Lemmy – Wes Orshoski and Greg Olliver – 2011

On a tous été choqués de découvrir à travers ce documentaire dans quel bordel était l’appartement de Lemmy, et qu’il y passait aussi ses journées à jouer aux jeux vidéo. En dehors de ça, c’est le formidable portrait d’un type qui a voué sa vie au rock’n’roll (« Dans la vie, il faut faire des choix, entre fonder une famille et le rock’n’roll, j’ai choisi le rock’n’roll »). Motörhead n’était pas très aimé des critiques et il faut attendre 40 ans avant de se dire que c’était un grand groupe. De grands moments d’émotion quand il évoque sa période Hawkwind (« S’ils ne m’avaient pas viré, je serais encore avec eux aujourd’hui ».) puis des confidences profondes sur la paternité. Ça et ses mythiques mini shorts en jean. Je vous recommande de le regarder jusqu’à la fin : pendant le générique, ils ont monté toutes les blagues foireuses que Lemmy n’arrête pas de raconter à longueur de journée. Le gars c’était un peu Les Grosses Têtes de RTL avec beaucoup de Jack Daniels.

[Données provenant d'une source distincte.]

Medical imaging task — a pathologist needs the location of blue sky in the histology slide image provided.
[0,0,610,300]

God Bless Ozzy Osbourne Mike Fleiss, Mike Piscitelli – 2011. 

Idem, mais avec Ozzy. Spoiler : Signe de maturité ultime, il se décide enfin à passer son permis de conduire.

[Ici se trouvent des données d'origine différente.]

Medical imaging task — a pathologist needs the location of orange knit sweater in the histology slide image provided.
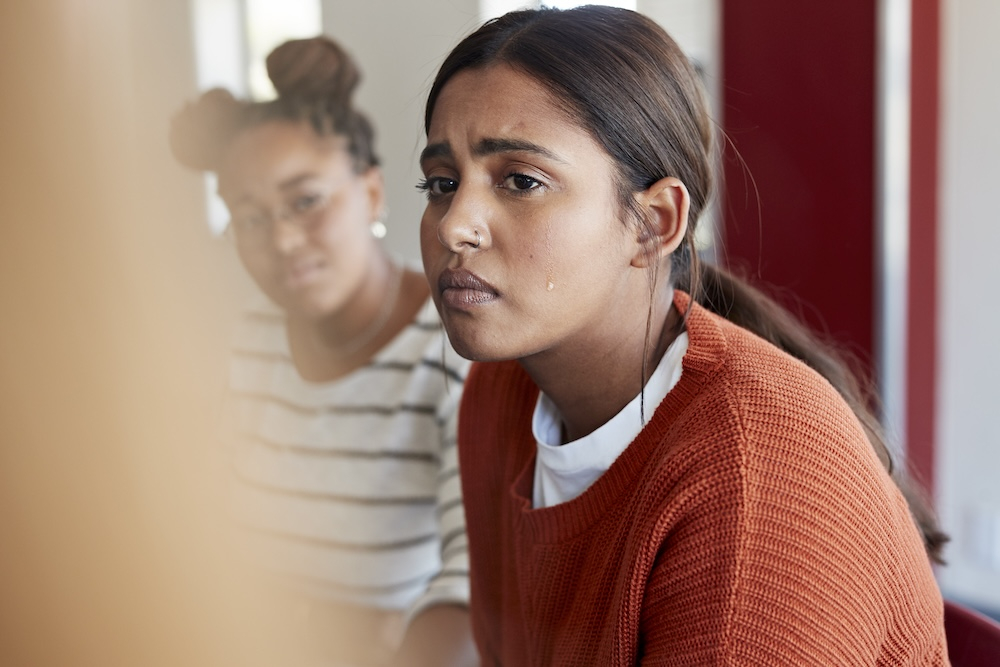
[459,293,948,667]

Whitney: Can I Be Me – Nick Broomfield – 2018. 

Plus les stars sont populaires, plus leurs chutes sont douloureuses. Dans le showbiz, pas de golden-parachute, tu te casses les dents et personne ne va t’aider à les ramasser. Le rise & fall le plus tragique et vertigineux : de chanteuse psalmodiant l’hymne américain à la finale du Super Bowl enlacée dans un drapeau, Houston finit des années plus tard par fréquenter des motels glauques pour fumer du crack. Entre les deux : le grand roman américain, la chute de l’Empire.

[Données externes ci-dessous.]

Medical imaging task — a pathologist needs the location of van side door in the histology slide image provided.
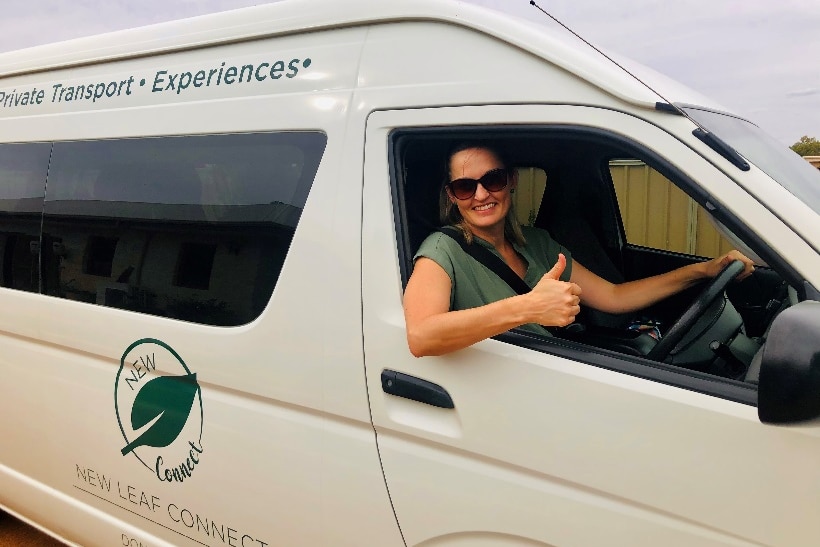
[362,105,820,546]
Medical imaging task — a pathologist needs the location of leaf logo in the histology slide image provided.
[114,338,203,482]
[122,374,199,456]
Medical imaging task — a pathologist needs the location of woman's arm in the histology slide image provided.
[404,255,581,357]
[570,251,754,313]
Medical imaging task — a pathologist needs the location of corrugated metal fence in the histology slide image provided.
[515,160,733,257]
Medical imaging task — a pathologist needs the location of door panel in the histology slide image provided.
[362,106,820,546]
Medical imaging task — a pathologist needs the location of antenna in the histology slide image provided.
[530,0,684,114]
[530,0,749,171]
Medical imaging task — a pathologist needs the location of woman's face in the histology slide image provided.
[447,148,517,232]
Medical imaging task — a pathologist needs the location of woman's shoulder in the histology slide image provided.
[413,230,459,259]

The Possibilities Are Endless – Edward Lovelace and James Hall – 2014

No Fun. Edwyn Collins était une pop star d’envergure qui passait à Top of the Pop dans les années 80 avec son groupe Orange Juice, connaissant ensuite une carrière solo ponctuée de hits – « A Girl Like You » dans les 90’s. En 2005 il est victime d’un AVC terrassant qui le laisse à l’état quasi végétatif. Les premiers mois, il arrive à seulement prononcer quatre mots : « oui », « non », le nom de sa femme ainsi que cette phrase énigmatique – « the possibilities are endless ». Pire, cet accident lui a causé de lourdes amnésies qui ont effacé une partie de sa mémoire et qui ont causé des dommages physiques. Un handicap qui se traduit aussi par des problèmes d’élocutions majeurs et une difficulté à s’exprimer clairement. Jamais voyeuriste, cette œuvre magistrale et très personnelle nous guide sur la reconquête des souvenirs et des émotions d’Edwyn et laisse une grande place à l’amour, l’empathie, la rédemption par l’art. C’est surtout le portrait d’un couple uni dans cette épreuve et qui se bat pour la rémission. Élu meilleur film musical de l’année 2014 en Angleterre.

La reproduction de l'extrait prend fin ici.